# How long does it take Uber to process a vehicle change....



## possibledriver (Dec 16, 2014)

I bought a car today and entered all my info into my account. Lyft had it approved in 5 or 6 hours but still nada from Uber. I attempted to call but the rep said systems were down for updates. Why would they do an update mid afternoon on Friday?


----------



## Uber's Guber (Oct 22, 2017)

Updates with Uber usually take 24-48 hours after submission to process.


----------



## Netpay (May 10, 2018)

possibledriver said:


> I bought a car today and entered all my info into my account. Lyft had it approved in 5 or 6 hours but still nada from Uber. I attempted to call but the rep said systems were down for updates. Why would they do an update mid afternoon on Friday?


So they have a reason to screw you out of $$$.


----------



## RideshareGentrification (Apr 10, 2018)

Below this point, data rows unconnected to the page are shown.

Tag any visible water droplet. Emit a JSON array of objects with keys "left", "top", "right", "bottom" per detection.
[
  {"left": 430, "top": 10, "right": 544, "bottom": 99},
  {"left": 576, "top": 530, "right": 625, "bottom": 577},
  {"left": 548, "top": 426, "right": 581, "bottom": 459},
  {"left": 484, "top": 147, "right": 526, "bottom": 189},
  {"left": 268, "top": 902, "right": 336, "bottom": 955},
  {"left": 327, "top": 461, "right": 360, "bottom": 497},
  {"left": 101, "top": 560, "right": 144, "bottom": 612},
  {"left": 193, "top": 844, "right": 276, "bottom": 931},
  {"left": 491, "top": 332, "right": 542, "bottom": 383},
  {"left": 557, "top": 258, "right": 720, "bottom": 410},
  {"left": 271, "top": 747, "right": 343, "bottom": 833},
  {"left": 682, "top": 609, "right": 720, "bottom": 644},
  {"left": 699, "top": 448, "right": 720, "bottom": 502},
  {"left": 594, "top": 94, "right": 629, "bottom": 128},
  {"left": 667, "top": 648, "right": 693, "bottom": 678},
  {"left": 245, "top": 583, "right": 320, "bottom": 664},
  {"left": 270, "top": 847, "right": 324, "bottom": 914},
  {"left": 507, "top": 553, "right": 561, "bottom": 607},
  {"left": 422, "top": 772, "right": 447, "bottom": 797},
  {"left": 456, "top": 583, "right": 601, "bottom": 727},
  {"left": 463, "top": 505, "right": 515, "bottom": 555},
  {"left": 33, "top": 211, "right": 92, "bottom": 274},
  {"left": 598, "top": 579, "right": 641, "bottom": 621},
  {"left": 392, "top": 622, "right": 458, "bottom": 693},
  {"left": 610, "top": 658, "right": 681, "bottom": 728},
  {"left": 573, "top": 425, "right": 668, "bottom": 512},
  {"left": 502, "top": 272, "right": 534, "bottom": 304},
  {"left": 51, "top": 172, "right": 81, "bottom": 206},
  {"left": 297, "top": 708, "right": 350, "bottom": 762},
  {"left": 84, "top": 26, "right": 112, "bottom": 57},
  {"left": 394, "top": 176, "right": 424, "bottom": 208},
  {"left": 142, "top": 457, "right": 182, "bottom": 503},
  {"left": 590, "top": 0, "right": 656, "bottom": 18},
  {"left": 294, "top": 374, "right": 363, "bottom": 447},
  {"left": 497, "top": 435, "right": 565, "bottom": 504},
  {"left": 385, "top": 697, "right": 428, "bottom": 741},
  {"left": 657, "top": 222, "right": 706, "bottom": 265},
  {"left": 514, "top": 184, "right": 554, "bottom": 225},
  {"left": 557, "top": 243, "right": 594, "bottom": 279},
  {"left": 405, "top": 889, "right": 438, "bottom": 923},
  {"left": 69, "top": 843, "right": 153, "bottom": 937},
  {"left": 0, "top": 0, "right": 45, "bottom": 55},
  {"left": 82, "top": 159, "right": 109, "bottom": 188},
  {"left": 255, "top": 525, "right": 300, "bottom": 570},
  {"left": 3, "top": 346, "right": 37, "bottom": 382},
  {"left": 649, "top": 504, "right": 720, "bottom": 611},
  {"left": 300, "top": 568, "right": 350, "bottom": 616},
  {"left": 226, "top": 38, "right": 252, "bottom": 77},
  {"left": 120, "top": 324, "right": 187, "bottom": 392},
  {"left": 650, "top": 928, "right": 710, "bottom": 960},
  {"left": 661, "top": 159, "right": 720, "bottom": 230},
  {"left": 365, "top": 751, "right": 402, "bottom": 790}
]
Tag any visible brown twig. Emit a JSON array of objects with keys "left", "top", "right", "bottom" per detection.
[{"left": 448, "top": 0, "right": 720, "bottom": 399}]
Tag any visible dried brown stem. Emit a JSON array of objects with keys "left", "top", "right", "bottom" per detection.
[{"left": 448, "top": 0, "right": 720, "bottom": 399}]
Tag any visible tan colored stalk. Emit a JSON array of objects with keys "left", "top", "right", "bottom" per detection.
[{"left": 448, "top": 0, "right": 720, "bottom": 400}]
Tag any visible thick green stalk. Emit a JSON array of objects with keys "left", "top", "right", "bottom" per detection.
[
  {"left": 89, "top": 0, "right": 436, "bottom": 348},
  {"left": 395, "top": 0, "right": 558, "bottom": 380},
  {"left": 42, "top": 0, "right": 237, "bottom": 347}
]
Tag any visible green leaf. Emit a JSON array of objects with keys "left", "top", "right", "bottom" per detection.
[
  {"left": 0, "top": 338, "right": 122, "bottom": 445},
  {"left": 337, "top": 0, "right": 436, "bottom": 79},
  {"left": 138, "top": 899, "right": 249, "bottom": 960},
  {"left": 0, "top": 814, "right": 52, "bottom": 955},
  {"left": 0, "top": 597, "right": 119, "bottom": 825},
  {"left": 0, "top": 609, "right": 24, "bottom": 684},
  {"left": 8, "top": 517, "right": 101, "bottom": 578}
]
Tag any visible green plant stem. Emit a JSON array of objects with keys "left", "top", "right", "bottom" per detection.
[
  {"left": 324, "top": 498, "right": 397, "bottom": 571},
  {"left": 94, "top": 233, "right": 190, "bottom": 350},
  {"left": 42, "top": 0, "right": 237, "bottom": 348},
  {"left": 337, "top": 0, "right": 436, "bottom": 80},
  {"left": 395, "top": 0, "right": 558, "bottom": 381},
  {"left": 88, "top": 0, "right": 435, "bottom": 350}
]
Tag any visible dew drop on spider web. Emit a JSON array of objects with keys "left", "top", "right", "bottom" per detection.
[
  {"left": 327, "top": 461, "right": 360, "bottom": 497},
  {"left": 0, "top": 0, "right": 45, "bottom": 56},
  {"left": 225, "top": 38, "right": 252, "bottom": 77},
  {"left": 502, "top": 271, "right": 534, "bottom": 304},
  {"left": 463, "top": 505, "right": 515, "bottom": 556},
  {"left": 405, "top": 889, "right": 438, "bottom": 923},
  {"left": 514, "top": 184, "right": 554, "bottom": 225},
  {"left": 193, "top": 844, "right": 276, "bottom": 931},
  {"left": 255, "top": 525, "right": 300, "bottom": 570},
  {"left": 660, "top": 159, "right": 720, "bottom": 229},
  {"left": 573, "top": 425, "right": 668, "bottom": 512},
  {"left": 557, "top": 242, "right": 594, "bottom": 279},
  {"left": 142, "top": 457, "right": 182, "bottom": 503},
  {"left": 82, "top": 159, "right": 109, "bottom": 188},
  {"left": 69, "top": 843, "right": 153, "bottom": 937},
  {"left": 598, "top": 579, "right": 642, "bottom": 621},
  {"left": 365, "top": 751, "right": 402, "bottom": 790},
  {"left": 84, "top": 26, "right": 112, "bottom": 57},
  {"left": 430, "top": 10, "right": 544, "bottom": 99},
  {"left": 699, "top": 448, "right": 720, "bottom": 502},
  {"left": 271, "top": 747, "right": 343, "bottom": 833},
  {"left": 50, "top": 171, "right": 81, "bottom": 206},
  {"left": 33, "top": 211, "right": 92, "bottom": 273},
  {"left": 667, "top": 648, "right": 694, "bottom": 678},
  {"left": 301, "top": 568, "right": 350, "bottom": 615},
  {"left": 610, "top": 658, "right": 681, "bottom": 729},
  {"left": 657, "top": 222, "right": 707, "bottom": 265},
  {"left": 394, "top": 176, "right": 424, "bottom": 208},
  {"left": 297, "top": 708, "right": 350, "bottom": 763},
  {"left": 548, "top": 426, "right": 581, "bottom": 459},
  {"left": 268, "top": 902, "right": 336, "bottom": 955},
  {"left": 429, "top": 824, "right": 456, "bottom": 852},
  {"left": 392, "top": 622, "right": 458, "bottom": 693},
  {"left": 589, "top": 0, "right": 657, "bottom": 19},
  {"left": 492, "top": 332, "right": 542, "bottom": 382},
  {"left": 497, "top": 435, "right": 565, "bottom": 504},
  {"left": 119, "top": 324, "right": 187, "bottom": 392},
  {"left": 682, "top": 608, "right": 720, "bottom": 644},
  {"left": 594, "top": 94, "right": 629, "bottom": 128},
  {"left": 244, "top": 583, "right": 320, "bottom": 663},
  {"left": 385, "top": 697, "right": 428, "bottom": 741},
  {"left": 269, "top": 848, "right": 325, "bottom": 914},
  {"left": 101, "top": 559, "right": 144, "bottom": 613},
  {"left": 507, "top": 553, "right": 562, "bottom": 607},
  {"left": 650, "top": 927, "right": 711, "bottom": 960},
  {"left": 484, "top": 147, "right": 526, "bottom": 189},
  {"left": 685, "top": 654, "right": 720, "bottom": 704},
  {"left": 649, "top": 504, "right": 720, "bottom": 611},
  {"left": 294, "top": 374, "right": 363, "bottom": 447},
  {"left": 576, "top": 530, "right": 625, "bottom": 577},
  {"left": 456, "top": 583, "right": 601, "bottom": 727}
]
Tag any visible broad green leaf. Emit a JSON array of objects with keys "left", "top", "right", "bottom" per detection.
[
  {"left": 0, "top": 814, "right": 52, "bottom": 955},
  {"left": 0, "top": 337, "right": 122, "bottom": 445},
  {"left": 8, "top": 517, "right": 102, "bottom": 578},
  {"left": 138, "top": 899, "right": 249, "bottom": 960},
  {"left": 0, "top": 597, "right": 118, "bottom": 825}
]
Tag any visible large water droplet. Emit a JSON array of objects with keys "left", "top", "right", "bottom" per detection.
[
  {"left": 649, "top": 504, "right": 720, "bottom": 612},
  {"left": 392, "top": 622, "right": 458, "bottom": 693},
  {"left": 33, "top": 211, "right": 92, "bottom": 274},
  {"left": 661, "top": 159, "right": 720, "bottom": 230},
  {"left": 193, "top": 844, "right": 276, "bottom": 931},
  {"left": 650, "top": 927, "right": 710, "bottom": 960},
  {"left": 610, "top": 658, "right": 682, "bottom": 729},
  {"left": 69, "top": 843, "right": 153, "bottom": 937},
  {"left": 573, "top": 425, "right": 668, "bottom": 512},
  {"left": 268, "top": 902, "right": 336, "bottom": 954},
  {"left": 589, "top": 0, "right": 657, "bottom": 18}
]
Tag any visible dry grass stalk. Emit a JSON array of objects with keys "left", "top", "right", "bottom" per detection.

Lyft doesn't even look at the documents you send over so it's usually pretty fast uber takes around 24 hours but I got a trick that works to get u approved right away. Submit all of your documents then wait 30 minutes or so and call support and say u really want to work right away and support will push it through usually takes about 10 minutes on the phone. The person will manually review your documents and get u on the road right away


----------



## mikes424 (May 22, 2016)

I just replaced my car. Went to a Green Light hub and they did while I waited. Just need your insurance and inspection forms.


----------